Inspection générale du travail en mission de contrôle dans le secteur du commerce

Le ministre de l’Emploi, du Travail et de la Prévoyance sociale a instruit l’Inspection générale du travail d’organiser une mission de contrôle dans le secteur du commerce et de la grande distribution à Kinshasa.
Cette mission vise à garantir l’application de la législation du travail et à amener les employeurs de ce secteur à se conformer aux dispositions légales en vigueur.

Cette initiative intervient à la suite des tensions observées les 23 et 24 mars dans plusieurs magasins appartenant à des commerçants indo-pakistanais, tant au centre-ville de Kinshasa que dans certains quartiers périphériques, notamment à Pompage, dans la commune de Ngaliema.

A l’origine de ces tensions :
la non-application du Salaire Minimum Interprofessionnel Garanti (SMIG), fixé à 21 500 francs congolais par jour.
Les travailleurs ont déclenché une grève générale et illimitée pour réclamer de meilleures conditions salariales et dénoncer le non-respect de leurs droits.

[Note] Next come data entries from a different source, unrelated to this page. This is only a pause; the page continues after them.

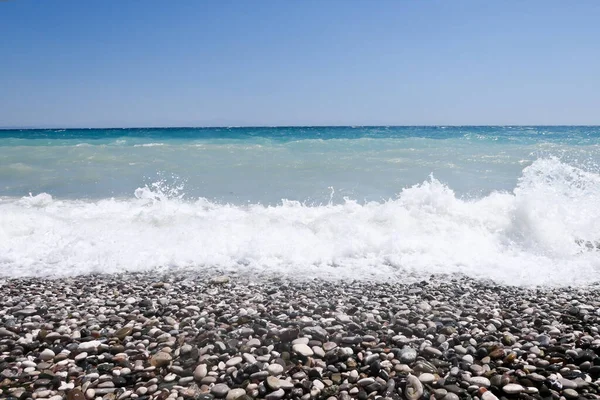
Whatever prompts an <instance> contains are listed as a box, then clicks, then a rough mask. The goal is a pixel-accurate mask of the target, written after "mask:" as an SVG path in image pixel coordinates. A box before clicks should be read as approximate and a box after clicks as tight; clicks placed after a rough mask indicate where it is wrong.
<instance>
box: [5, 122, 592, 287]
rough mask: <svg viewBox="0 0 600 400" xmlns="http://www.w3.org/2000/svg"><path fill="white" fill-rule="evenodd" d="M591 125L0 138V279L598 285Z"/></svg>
mask: <svg viewBox="0 0 600 400" xmlns="http://www.w3.org/2000/svg"><path fill="white" fill-rule="evenodd" d="M599 165H600V127H534V126H532V127H306V128H301V127H298V128H199V129H193V128H181V129H158V128H157V129H83V130H80V129H78V130H4V131H0V277H16V276H63V275H74V274H88V273H97V272H109V273H110V272H120V271H125V270H128V271H132V270H133V271H136V270H148V269H150V270H152V269H160V270H168V269H170V268H184V267H185V268H192V269H203V268H218V269H220V270H222V271H228V270H244V271H249V272H253V271H256V272H266V273H274V274H275V273H283V274H288V275H298V276H303V277H312V276H314V277H323V278H340V279H381V280H386V279H397V280H408V279H422V278H425V277H428V276H429V275H430V274H443V273H447V274H465V275H468V276H472V277H476V278H489V279H493V280H495V281H497V282H500V283H508V284H516V285H537V284H542V285H581V284H586V283H590V282H594V281H600V166H599Z"/></svg>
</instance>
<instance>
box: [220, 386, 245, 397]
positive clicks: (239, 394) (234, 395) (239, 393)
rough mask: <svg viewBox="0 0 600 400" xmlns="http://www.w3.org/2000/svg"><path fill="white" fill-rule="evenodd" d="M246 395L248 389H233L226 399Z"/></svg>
mask: <svg viewBox="0 0 600 400" xmlns="http://www.w3.org/2000/svg"><path fill="white" fill-rule="evenodd" d="M245 395H246V391H245V390H244V389H241V388H237V389H231V390H230V391H229V392H228V393H227V396H226V397H225V400H237V399H239V398H240V397H242V396H245Z"/></svg>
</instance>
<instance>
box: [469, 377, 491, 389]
mask: <svg viewBox="0 0 600 400" xmlns="http://www.w3.org/2000/svg"><path fill="white" fill-rule="evenodd" d="M469 383H470V384H471V385H476V386H479V387H484V388H489V387H490V386H491V385H492V383H491V382H490V380H489V379H488V378H486V377H484V376H474V377H472V378H471V379H469Z"/></svg>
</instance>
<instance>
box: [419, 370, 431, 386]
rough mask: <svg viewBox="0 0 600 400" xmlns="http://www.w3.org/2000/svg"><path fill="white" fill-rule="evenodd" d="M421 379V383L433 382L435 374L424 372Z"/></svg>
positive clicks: (421, 375)
mask: <svg viewBox="0 0 600 400" xmlns="http://www.w3.org/2000/svg"><path fill="white" fill-rule="evenodd" d="M419 380H420V381H421V383H426V384H427V383H432V382H433V381H434V380H435V376H434V375H433V374H430V373H428V372H426V373H424V374H421V375H419Z"/></svg>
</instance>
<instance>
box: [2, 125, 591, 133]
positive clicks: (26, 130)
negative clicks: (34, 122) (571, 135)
mask: <svg viewBox="0 0 600 400" xmlns="http://www.w3.org/2000/svg"><path fill="white" fill-rule="evenodd" d="M483 126H489V127H502V128H505V127H538V126H539V127H570V126H573V127H600V124H489V125H486V124H432V125H429V124H416V125H386V124H384V125H370V124H367V125H318V124H317V125H198V126H193V125H189V126H185V125H182V126H121V127H119V126H104V127H102V126H98V127H61V126H53V127H31V126H21V127H19V126H6V127H2V126H0V131H11V130H21V131H34V130H85V129H89V130H93V129H98V130H104V129H123V130H125V129H247V128H257V129H264V128H442V127H452V128H459V127H483Z"/></svg>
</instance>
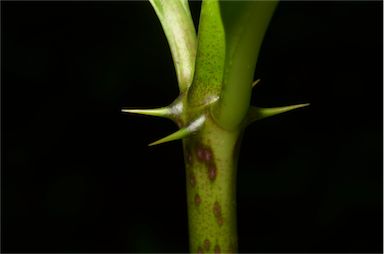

De leur côté, les commerçants affirment que les charges auxquelles ils font face ne leur permettent pas d’appliquer aisément le nouveau barème du SMIG, tandis que les travailleurs insistent sur l’impérieuse nécessité d’en garantir l’effectivité.

Question

Quelle analyse faire de cette situation relative à la non-application du SMIG fixé à 21 500 francs congolais par jour ?

Invités

Jean Makayanga, président de l’Intersyndicale du secteur du commerce, également vice-président du Syndicat Solidarité.
John Mwenda, chargé de la cellule SMIG à la Fédération des entreprises du Congo (FEC).
Alidor Tshibanda, docteur en sciences politiques (UNIKIN) et enseignant à l’Université pédagogique nationale (UPN), spécialiste de l’État et de la démocratie.